Here in the USA "Informed Consent" is a standard medical legal term referring to the legal ability or lack thereof of a patient to give consent for healthcare treatment. It restricts the ability of a person to give such consent if they are an underage minor or are mentally unfit.....such people are deemed unable to give consent because they are judged as being cognitively immature or impaired. As an example, if a healthy-appearing seven year old child were to walk into a medical clinic and request a non-emergency, elective cosmetic surgery procedure to be performed upon them, their lack of rising to the status of being able to deliver informed consent would be one of the reasons why staff would be barred from performing such a procedure upon the child. Another example could be seen in the case of an adult patient who is mentally altered due to a preexisting condition, drugs or alcohol who is in a life-threatening accident yet refuses emergency medical care.

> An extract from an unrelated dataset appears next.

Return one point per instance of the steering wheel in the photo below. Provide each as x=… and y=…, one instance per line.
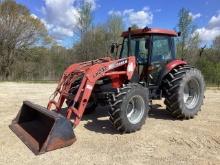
x=141, y=58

Such a person is also deemed unfit to make an informed consent decision due to his altered mental status and care would proceed despite the patient's objections, under the legally supported premise that an unimpaired person would want his or her life to be saved.
From the article:
MPs will propose that women be allowed to seek an abortion on the basis of informed consent dropping the requirement for two doctors signatures and perform the second stage of a medical termination at home rather than at a hospital or clinic.
They also want nurses rather than doctors to be allowed to carry out abortions in the first trimester of pregnancy, up to 12 weeks.
Assuming that "Informed Consent" has a similar meaning in the UK legal arena as it does here in the USA, which I suspect it does, this would mean that an apparently-unimpaired woman of legal age would be able to get an abortion after seeing only a nurse.
Here in the USA, a person can become a Registered Nurse after a two-year College Nursing program, which would deliver an Associate college degree..
Correction....the second example that I gave above involving the impaired accident victim would actually fall under the rules of “implied consent”, which refers to the understanding that an unimpaired person would want their life to be saved. A better example of an impaired adult falling under informed consent rules would be if that impaired adult were to walk into a clinic and request an elective procedure....such a person would be judged as being unable to understand the potential hazards of the procedure as explained to them by the healthcare provider, and as such would not be able to give informed consent.
Sorry for my error :-)
Ping.
Well, not exactly. If they're a minor, they get the abortion anyway (unless they're very, very young - like your 7 yr old - in which case the court orders it) because these "clinics" do not notify the parents, regardless of the law. A huge number of the abortions they perform on minors are on girls who were impregnated by someone at least 12 years older than the girl (Mom's "boyfriend," etc.). And of course they never report it.
People in most parts of the US can get an abortion after seeing the receptionist. Forget the nurse.
Well, not exactly.
I'm sorry that my post was apparently not presented in a manner that was sufficiently clear. Taken in full and in context, it was intended to provide a definition of the medical-legal term informed consent in a general sense and in terms of the proposals set forth in the article, and for what it was intended to be, it remains correct.. I was not suggesting that the legal definition is what is always actually occurring in the real world and specifically in the matter of abortion, one of the most highly politicized medical arenas in existence,. along with AIDS which has it's own special set of rules. I had hoped to make the general nature of my response apparent by my use of examples which did not include abortion, and in fact were intentionally nonspecific so that the general sense of what I was saying would be adequately conveyed.. I'm hoping that everyone is fully aware that not everything works out in practice the way it's originally intended to, particularly in matters that are highly politicized.